Tuttavia la presidente del Consiglio si è mossa con astuzia o se preferiamo con prudenza. Almeno non si è identificata con le iniziative avventuristiche dei “volenterosi” e cioè con le iniziative delle forze guida dell’’ UE che hanno messo in mostra l’evanescenza e l’insignificanza dell’ Europa di oggi, quella insignificanza o marginalità dell’ Europa-mercato che non riesce a fare integrazione politica denunciata apertamente da Mario Draghi a Rimini nell’intervento del 22 agosto.
La Presidente del Consiglio è stata realistica , non si è fata accecare da quell’arroganza di elites che non riescono a proporre una strada che salvaguardi l’ Europa ed il suo futuro dalla tenaglia Trump Putin che si sta stringendo attorno alla questione dell’’ Ucraina.
Ma in che senso questo si può davvero considerare un successo? Si può considerare un successo la proposta di usare l’art. 5 del trattato NATO per risolvere la questione ucraina ? La politica estera a differenza della politica interna può essere valutata solo sui tempi medi o sui tempi lunghi. E’ comunque molto improbabile che l’art. 5 possa svolgere un ruolo importante anche se indirettamente. Non somiglierà certamente all’ art. 38 che De Gasperi nel 1952 fece inserire nel trattato della CED e che cercava di avviare una struttura politica federale nell’ Europa dell’epoca. La CED come noto fallì per volontà francese, ma l’idea degasperiana lasciò un’impronta indelebile che forse potrebbe valere ancora oggi.

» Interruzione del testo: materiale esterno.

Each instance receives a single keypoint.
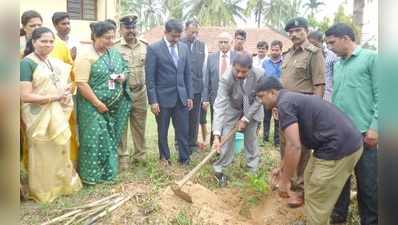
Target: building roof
(209, 34)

Se non questo, qual è allora il motivo del successo in politica estera? Ma è evidente. Sempre secondo il pensiero per immagini è il grande successo di una pura e semplice immagine. Essere seduti accanto a Trump nella situation room o nella Sala Ovale, mentre la Von der Leyen è seduta a distanza. è “immagine” di prestigio, di autorità , di potere, di influenza. Una Immagine ovviamente, non una realtà, ma tanto basta. E qui è vero forse Gentiloni e Conte non avrebbero mai avuto quel posto d’onore. Ma credo neppure Alcide De Gasperi.
L’ opposizione dentro la bolla virtuale
Al pensiero per immagini o per slogan non si può fare opposizione con altro pensiero per immagini. Sarebbe una opposizione replicante, non contestante. Una donna contro un’altra donna, il salario di cittadinanza contro lo stop agli immigranti. La sinistra o il centro che contestano il governo dovrebbero capirlo.

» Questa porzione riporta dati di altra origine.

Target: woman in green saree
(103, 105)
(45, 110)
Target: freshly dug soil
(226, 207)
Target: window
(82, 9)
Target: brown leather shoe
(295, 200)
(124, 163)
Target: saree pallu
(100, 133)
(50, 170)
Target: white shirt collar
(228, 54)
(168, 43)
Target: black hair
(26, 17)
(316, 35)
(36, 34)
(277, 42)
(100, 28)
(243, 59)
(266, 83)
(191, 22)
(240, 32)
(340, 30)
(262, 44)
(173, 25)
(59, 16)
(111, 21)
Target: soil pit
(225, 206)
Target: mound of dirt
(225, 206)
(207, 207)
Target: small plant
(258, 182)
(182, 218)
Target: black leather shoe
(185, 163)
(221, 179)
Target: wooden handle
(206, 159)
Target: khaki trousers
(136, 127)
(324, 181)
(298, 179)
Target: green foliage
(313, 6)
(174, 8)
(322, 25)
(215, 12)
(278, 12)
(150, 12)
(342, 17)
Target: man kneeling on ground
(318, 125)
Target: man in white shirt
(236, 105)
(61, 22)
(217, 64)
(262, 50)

Questa opposizione di replicanti non incrocia mai la realtà effettuale. Alla propaganda fondata sulle immagini da “campo dei miracoli” del populismo finanziario non si può rispondere con la propaganda fondata magari sul reddito di cittadinanza.
Oggi peraltro gran parte della legislazione italiana è di provenienza UE, e Mario Draghi ha denunciato ancora una volta l’irrilevanza dell’ UE e la necessità e l’urgenza di cambiare l’ UE e di realizzare l’integrazione politica. Finché è possibile.
Qualche forza politica fa oggi i conti con questa realtà, con questa sfida esistenziale? E se non fa i conti con questo fa opposizione o fa soltanto tifoseria politica per la propria parte? Mi dispiacerebbe che fosse il solo Draghi a fare opposizione al degrado attuale. Una cosa è però certa, l’ “europeista coi piedi per terra” e senza retorica ha chiaro almeno che bisogna uscire dalla bolla virtuale che ci anestetizza, che tiene in vita un governo immobile, anzi i governi immobili, e che ostacola il vero cambiamento che italiani ed europei attendono.